World Health assembly to discuss fat issues

By Vibha Varshney
Published: Thursday 15 May 2008

-- Of the many issues that will be discussed at the 61st World Health Assembly in Geneva this month, prevention and control of non-communicable diseases is what the food industry will be following closely. Its future, and growth plan, will depend on the outcome of the deliberations in Geneva. The World Health Organization, which organizes the assembly every year, will steer discussions towards a definitive action plan on the implementation of the global strategy on diet, physical activity and health endorsed in 2004 (see Fat Chance, Down To Earth, May, 15, 2004).

Till date, the industry has not been under any compulsion to adhere to the standards set by who for fats and added sugar. These two ingredients have been identified as major contributors to the obesity epidemic worldwide and who suggests that fats and sugar should contribute less than 30 and 10 per cent of the total calorie intake in a day.

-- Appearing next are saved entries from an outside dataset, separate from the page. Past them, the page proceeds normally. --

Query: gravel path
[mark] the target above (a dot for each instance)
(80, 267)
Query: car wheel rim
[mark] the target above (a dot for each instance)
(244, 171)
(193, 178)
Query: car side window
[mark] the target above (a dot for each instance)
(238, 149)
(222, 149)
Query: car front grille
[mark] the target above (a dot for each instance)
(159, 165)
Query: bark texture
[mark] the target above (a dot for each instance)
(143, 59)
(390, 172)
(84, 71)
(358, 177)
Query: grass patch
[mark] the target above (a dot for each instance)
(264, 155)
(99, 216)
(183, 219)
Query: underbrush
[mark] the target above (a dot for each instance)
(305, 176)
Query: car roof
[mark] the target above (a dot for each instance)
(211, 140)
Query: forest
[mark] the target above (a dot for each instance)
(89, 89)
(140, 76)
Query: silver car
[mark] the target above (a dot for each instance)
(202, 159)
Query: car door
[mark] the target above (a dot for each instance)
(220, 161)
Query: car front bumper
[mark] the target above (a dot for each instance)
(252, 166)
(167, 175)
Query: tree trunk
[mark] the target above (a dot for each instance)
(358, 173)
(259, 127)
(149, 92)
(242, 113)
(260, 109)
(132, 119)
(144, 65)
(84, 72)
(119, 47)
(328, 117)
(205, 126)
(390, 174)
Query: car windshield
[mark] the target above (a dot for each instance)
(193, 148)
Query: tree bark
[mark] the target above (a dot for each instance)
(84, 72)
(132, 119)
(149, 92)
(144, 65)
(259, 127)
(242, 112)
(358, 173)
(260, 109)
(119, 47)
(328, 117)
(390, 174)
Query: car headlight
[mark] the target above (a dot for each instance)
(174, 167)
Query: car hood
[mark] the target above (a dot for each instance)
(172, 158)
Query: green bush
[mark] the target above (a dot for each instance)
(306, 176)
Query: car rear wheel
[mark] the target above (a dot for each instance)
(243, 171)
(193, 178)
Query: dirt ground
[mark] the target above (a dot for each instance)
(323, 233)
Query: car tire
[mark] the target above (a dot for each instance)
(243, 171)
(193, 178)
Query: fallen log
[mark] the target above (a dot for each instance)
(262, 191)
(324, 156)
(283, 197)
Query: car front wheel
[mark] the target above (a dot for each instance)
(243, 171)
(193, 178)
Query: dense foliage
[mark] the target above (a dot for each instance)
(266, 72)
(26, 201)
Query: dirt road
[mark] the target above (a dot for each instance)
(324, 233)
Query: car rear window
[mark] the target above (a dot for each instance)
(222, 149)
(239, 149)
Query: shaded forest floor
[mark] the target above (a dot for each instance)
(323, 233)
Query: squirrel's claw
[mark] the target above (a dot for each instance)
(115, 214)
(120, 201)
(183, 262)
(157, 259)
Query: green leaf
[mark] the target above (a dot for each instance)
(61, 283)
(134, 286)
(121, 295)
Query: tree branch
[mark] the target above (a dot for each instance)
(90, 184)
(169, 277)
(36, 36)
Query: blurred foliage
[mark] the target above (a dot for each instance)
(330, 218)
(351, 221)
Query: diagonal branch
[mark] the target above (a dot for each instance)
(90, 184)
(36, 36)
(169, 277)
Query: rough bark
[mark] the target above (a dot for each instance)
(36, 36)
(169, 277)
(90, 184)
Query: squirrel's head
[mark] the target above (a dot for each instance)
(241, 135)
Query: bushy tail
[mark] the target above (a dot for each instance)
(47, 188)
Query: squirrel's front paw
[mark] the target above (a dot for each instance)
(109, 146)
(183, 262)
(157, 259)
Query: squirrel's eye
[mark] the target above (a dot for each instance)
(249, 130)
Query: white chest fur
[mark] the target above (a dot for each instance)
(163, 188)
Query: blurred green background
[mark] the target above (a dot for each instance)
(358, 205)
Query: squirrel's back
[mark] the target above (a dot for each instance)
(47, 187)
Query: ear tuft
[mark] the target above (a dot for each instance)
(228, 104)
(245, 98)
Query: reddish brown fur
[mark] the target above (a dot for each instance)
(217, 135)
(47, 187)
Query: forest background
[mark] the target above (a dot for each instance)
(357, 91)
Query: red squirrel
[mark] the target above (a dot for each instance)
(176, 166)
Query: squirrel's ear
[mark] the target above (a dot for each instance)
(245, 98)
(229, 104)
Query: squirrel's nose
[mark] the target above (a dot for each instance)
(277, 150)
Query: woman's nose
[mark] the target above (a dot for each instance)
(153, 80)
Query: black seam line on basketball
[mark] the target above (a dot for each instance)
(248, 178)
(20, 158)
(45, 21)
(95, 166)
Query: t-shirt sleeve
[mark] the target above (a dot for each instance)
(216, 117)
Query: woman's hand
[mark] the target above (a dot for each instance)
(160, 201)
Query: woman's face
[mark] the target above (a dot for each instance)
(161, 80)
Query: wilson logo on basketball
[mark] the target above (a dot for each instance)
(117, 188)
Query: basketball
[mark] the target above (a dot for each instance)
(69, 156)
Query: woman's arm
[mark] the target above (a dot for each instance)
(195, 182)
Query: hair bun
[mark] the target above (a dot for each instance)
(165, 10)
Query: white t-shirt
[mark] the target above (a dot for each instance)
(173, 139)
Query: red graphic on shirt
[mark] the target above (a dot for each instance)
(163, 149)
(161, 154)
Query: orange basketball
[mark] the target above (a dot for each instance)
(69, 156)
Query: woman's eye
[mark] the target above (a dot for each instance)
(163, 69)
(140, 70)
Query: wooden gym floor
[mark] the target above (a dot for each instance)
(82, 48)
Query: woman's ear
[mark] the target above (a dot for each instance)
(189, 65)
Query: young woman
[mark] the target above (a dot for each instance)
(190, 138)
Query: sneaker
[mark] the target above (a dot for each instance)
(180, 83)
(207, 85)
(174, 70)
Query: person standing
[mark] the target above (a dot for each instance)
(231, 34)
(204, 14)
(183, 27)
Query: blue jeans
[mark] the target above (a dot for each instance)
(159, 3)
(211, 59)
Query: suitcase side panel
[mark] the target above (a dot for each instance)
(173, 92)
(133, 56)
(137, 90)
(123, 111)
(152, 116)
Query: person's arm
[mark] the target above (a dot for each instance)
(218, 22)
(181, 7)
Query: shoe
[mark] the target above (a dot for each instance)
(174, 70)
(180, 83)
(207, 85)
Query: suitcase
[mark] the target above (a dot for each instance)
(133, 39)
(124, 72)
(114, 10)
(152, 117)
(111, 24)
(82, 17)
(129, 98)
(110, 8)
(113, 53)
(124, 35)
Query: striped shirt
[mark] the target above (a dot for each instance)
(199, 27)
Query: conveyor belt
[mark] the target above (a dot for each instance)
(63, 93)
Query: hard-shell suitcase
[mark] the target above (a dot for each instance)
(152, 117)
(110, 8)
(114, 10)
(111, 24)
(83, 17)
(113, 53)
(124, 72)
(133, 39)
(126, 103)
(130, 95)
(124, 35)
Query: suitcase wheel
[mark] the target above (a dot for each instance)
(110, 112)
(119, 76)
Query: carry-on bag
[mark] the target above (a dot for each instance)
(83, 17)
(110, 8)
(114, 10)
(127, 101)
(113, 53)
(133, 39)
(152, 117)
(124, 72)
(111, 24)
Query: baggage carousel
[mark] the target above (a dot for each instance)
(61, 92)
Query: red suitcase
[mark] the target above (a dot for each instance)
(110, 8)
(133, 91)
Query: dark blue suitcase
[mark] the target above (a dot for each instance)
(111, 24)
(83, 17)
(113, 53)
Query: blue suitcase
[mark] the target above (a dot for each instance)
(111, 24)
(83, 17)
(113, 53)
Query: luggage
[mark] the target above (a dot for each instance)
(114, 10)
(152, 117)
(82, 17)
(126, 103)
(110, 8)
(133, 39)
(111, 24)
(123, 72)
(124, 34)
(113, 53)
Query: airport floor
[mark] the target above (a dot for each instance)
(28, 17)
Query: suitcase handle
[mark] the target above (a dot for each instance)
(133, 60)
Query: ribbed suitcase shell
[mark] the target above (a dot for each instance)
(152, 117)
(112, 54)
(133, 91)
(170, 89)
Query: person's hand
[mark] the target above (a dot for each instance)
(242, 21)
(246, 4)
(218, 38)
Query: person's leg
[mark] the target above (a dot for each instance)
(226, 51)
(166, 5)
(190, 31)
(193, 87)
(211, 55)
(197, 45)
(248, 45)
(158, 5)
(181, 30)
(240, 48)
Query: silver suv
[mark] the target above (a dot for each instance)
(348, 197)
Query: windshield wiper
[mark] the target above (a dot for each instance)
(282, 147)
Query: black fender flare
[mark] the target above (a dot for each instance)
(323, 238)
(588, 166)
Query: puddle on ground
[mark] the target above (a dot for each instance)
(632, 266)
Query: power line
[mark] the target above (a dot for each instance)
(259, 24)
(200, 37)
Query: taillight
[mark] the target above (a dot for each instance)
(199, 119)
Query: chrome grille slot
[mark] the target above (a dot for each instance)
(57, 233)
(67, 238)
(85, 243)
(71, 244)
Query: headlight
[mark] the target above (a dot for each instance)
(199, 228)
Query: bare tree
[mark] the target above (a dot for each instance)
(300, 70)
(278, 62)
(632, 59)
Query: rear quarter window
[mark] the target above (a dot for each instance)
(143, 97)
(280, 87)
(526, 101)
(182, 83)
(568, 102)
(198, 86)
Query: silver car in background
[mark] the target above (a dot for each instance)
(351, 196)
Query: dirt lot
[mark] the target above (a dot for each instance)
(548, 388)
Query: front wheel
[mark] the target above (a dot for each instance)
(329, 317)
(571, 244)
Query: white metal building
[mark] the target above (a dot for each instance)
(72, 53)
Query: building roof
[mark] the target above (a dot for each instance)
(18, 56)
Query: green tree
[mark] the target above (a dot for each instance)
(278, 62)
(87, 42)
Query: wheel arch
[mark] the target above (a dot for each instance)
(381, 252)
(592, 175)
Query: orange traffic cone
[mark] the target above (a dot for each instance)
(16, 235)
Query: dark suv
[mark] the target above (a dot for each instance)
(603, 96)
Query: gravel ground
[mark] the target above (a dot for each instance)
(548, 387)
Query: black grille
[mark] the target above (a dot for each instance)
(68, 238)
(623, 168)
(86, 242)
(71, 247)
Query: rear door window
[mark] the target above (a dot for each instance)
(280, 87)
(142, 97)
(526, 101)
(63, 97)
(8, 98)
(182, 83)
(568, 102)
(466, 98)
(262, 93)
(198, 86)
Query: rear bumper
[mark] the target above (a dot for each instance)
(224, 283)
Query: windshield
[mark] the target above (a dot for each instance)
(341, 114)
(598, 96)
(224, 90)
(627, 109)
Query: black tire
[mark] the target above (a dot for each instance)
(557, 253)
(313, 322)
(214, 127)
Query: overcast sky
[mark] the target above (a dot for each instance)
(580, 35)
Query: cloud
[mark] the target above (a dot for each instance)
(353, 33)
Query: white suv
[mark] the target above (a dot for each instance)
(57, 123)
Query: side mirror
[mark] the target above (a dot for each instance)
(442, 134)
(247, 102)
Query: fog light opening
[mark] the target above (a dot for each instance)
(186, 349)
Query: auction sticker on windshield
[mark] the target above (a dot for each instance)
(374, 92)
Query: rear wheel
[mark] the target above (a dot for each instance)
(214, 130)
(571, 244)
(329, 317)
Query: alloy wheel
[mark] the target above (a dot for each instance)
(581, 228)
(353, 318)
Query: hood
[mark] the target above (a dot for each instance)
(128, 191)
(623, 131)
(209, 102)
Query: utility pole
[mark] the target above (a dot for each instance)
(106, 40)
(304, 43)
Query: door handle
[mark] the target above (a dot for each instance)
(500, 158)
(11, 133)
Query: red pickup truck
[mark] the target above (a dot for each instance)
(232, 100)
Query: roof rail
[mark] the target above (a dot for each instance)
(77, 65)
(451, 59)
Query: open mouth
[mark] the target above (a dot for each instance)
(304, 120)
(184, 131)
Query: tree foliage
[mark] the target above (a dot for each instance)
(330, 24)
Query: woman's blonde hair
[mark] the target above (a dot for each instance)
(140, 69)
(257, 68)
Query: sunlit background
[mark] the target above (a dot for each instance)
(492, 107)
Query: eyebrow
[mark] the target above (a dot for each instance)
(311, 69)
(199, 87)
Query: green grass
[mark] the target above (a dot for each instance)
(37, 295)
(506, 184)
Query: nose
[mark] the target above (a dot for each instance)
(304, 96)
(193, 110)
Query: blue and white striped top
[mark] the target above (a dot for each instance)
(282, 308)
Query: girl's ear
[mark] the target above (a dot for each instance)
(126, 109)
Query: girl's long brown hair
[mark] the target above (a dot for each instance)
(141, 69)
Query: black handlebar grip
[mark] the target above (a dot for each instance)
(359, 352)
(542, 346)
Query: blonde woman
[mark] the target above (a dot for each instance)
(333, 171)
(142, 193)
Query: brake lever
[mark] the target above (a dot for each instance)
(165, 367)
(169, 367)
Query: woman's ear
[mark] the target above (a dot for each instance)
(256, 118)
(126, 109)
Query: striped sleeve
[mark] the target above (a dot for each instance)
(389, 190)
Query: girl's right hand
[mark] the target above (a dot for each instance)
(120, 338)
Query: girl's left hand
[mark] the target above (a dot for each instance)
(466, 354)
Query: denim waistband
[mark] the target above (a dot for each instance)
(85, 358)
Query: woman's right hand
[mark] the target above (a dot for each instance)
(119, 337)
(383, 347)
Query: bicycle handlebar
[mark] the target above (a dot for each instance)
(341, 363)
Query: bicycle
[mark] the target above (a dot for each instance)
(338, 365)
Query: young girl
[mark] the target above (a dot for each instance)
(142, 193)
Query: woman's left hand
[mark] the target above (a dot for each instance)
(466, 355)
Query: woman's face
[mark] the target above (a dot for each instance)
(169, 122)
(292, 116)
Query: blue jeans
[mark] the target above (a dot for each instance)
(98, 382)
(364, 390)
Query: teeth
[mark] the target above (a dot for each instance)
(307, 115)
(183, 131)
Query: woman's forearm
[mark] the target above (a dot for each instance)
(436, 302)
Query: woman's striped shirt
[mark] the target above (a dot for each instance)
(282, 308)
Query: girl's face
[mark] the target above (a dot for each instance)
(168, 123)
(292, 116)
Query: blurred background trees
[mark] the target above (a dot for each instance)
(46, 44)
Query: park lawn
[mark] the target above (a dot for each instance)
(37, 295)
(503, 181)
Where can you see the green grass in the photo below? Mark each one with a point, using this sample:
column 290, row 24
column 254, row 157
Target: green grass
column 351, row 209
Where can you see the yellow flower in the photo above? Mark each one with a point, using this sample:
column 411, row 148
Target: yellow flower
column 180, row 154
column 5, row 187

In preparation to the health assembly, who has been holding a series of meetings this year--with governments of member states, ngos and also industry. Though details of what transpired in these meetings is not open to public, those who have been following these meetings say that standards related to fats and sugar was the focus in meetings with industry representatives. The ngo consultations have been over implementation of the prevention strategy with an emphasis on monitoring marketing strategies.

Toothless regulation
The progress has been slow in the last four years, since 192 member countries endorsed the global strategy. "The Bush government is doing virtually nothing. The action so far is local and specific to the states," says Walter Willett, professor of epidemiology and nutrition at Harvard School of Public Health. This is also the case in other countries; governments have been dragging their feet and few have gone beyond banning tv advertisements targeting children to look at major regulatory shifts, subsidy shifts and taxation. In uk, the government did set up guidelines to monitor advertising to children but failed to control it during the prime time.

Organisations too have adopted arbitrary standards, believes Neville Rigby, director of policy and public affairs, International Obesity Task Force, uk. He gives the example of Alliance for a Healthier Generation, a partnership between the American Heart Association and the Clinton Foundation. "It considers 35 per cent fat and 35 sugar to be 'healthy'."

Industry, on the other hand, has been lobbying to deregulate. In Mexico, the beverage guidance panel set up by the secretary of health has put down water as the preferred beverage, followed by low fat and skimmed milk. The least priority is given to nutrient poor beverages such as soft drinks. The panel recommends measures such as removing caloric beverages, except skimmed milk, from schools and taxing added sugar in beverages. "The milk industry is lobbying hard to stop the introduction of skimmed milk," reveals Barry M Popkin, director, Interdisciplinary Obesity Program, University of North Carolina at Chapel Hill, us and also a part of the panel. The industry feels that the provision of taxing the fat in the milk would affect profits. In Mexico, rates of changes in obesity have been the fastest documented globally. From 1988 to 2006, obesity in women, between the age of 20 and 49 years, increased from 9.5 per cent to 32.4 per cent.

In India, though the government had consultations in 2006 and came up with a national plan of action to implement the strategy, industry has only paid lip service. Arvind Varma, secretary general, Indian Soft Drinks Manufacturers' Association, says that the industry is "committed to working with all the stakeholders as recommended by who." Identified as highly obesogenic, the beverages industry puts down various portion sizes, juices and low or zero calorie products as its contribution towards creating healthy food habits.

PepsiCo India says that their food is healthy as they use rice bran oil in their brands like Lays, Kurkure, Cheetos, Uncle Chips and Lehar, which results in reduction of saturated fats by 40 per cent. But they continue to advertise indiscriminately to children simply because marketing rules in the country are very generic, says Bejon Misra, executive director, Consumer Voice, an ngo representing consumer rights in India. The changes that the industry has brought about are more of a marketing gimmick than efforts to sell wholesome food, he adds. It is debatable whether shifting to rice bran oil makes potato chips a healthy choice.

On the question of influencing choice, consumer organizations around the world have presented an international code for marketing, which is enforced in all countries. Arne Astrup, President of the International Association for the Study of Obesity, says "Voluntary measures and individual pledges from some companies offer inadequate protection when children are being targeted on the Internet, by mobile phone as well as via television."

The stakes are high for India. It is the target for expansion of many food giants. Yum! Brands, for example, plans to set up 100 kfc outlets in India by 2010. McDonald's India plans to add 40 more outlets in 2008. Ten of these have already opened. Being overweight and obese is a risk factor for chronic diseases like type 2 diabetes, cardiovascular disease, hypertension and stroke. It is estimated that in 2015, 21.2 per cent women and 23.9 per cent men will be overweight in India.